عن جابر بن عبد الله رضي الله عنهما أن النبي- صلى الله عليه وسلم- قال: «إنَّ دِمَاءَكُمْ وَأَمْوَالَكُمْ حَرَامٌ عَلَيْكُمْ…-وَفِيهِ- فَاتَّقُوا الله فِي النِّسَاءِ، فَإنَّكُمْ أَخَذْتُمُوهُنَّ بِأَمَانِ الله، وَاسْتَحْلَلْتُمْ فُرُوْجَهُنَّ بِكَلِمَةِ الله… وَلَهُنَّ عَلَيْكُمْ رِزْقُهُنَّ وَكِسْوَتُهُنَّ بِالمَعْرُوفِ». أخرجه مسلم.

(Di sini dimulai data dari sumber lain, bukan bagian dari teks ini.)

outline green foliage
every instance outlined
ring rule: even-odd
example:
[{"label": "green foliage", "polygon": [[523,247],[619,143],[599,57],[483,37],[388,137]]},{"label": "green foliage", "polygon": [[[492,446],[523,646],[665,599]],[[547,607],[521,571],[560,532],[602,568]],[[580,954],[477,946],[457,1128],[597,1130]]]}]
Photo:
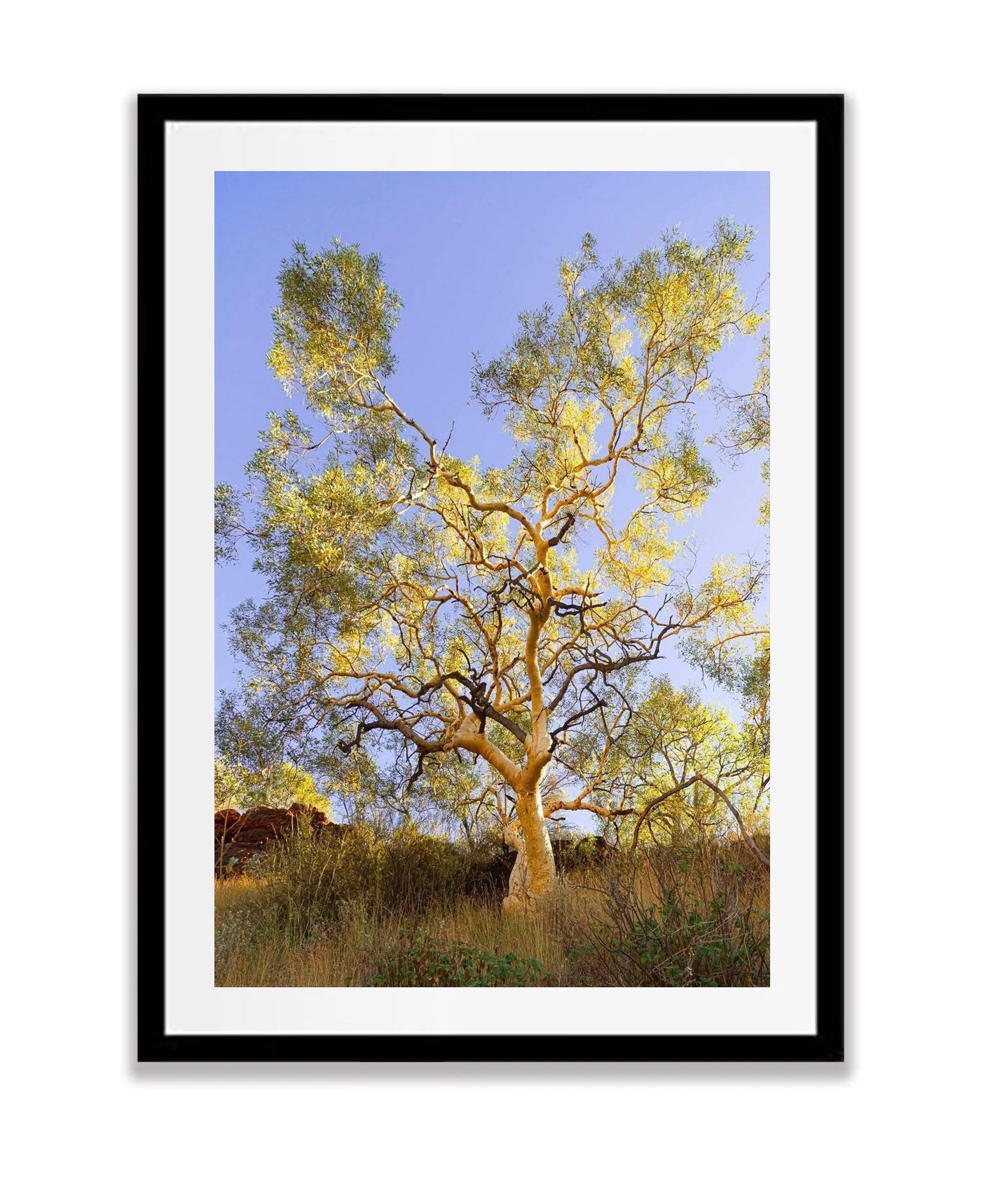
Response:
[{"label": "green foliage", "polygon": [[592,985],[769,985],[769,892],[758,865],[741,862],[731,848],[662,848],[642,860],[642,871],[652,874],[656,899],[643,899],[634,865],[611,872],[604,919],[574,949]]},{"label": "green foliage", "polygon": [[286,809],[293,802],[313,806],[324,813],[329,813],[331,808],[330,799],[318,790],[313,775],[289,761],[252,770],[240,763],[228,765],[221,757],[216,759],[216,810],[246,810],[253,806]]},{"label": "green foliage", "polygon": [[[704,664],[762,633],[764,568],[720,556],[696,578],[674,532],[717,482],[692,406],[718,352],[763,322],[740,284],[751,241],[723,218],[704,244],[672,230],[602,264],[584,237],[555,306],[476,359],[476,401],[513,442],[501,468],[455,456],[449,417],[417,422],[389,388],[400,304],[380,258],[296,244],[269,352],[293,404],[270,413],[241,501],[216,491],[218,558],[244,537],[266,583],[230,616],[244,671],[218,717],[226,762],[259,781],[301,765],[369,812],[473,839],[561,746],[597,736],[601,708],[629,713],[665,644],[689,636]],[[720,445],[768,438],[767,355]],[[627,517],[624,479],[639,492]],[[608,814],[647,788],[625,753],[623,773],[595,772],[609,735],[548,779],[548,814],[565,783],[572,808]],[[720,717],[716,744],[729,737]],[[327,773],[329,742],[344,763]]]},{"label": "green foliage", "polygon": [[498,954],[453,941],[440,946],[435,938],[405,928],[391,946],[369,986],[542,986],[536,958]]},{"label": "green foliage", "polygon": [[383,838],[366,827],[343,836],[329,827],[320,835],[293,832],[246,872],[260,885],[256,919],[286,944],[304,945],[353,911],[398,918],[452,906],[464,895],[499,899],[499,879],[486,866],[479,852],[409,828]]}]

Dari Jabir bin Abdullah Radhiyallahu anhu bahwa Nabi Shallallahu ‘alaihi wa sallam bersabda: “Sesungguhnya darah serta harta kalian haram terhadap kalian … -padanya terdapat- “Bertakwalah kalian kepada Allah terhadap isteri-isteri kalian, sesungguhnya kalian telah mengambil mereka dengan amanat dari Allah, menghalalkan kemaluan mereka dengan kalimat Allah … mereka wajib untuk mendapat rejeki dan pakaian dari kalian dengan pantas” H.R Muslim[3].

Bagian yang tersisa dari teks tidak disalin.